ARTICLE V
Any one or more directors may be removed, with or without cause, by the vote or written consent of the holders of a majority of the issued and outstanding shares of capital stock of the Corporation entitled to be voted in the election of directors.
ARTICLE VI
In furtherance and not in limitation of those powers conferred by the DGCL, the board of directors of the Corporation (the “Board”) is expressly authorized and empowered to make, alter and repeal theby-laws of the Corporation (the “By-Laws”) to the fullest extent permitted by the provisions of the DGCL.
ARTICLE VII
Meetings of the stockholders shall be held at such place, within or without the State of Delaware as may be designated by, or in the manner provided in, theBy-Laws or, if not so designated, at the registered office of the Corporation in the State of Delaware.
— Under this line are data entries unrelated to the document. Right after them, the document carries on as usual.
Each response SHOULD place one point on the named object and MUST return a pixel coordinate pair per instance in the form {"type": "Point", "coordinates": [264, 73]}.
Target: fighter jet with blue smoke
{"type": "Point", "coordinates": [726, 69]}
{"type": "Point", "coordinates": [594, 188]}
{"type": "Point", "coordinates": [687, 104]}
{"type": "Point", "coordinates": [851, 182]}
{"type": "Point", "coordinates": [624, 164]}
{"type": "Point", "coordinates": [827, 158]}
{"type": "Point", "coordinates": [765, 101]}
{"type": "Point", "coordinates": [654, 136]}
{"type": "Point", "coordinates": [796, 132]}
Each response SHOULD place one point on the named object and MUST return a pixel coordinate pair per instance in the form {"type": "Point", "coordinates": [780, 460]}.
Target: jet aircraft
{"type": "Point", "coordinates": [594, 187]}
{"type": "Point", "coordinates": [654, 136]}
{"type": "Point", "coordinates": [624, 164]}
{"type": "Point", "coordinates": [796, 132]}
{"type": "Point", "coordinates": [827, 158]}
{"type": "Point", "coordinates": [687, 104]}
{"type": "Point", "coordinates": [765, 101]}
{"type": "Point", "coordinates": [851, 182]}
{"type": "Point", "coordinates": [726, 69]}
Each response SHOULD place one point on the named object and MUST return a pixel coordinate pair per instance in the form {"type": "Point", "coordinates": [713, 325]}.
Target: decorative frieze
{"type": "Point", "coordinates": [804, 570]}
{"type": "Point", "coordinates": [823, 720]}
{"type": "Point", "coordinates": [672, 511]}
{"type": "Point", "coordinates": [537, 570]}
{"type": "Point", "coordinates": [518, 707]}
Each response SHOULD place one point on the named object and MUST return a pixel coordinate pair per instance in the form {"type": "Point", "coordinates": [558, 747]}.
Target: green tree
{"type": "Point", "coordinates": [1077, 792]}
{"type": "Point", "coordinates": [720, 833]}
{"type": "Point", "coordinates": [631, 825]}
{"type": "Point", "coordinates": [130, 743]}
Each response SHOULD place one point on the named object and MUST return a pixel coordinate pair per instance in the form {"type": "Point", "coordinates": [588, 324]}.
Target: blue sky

Elections of directors need not be by written ballot unless and to the extent that theBy-Laws so provide.
ARTICLE VIII
The Corporation reserves the right at any time from time to time to amend, alter, change or repeal any provision contained in this Amended and Restated Certificate of Incorporation, and any other provisions authorized by the laws of the State of Delaware at the time in force may be added or inserted, in the manner now or hereinafter prescribed by law, and all rights, preferences and privileges of whatsoever nature conferred upon stockholders, directors or any other persons whomsoever by and pursuant to this Amended and Restated Certificate of Incorporation in its present form or as hereafter amended are granted subject to the right reserved in this Article.
ARTICLE IX
Section 1. The personal liability of the directors of the Corporation is hereby eliminated to the fullest extent permitted by the provisions of paragraph (7) of subsection (b) of § 102 of the DGCL, as the same may be amended and supplemented.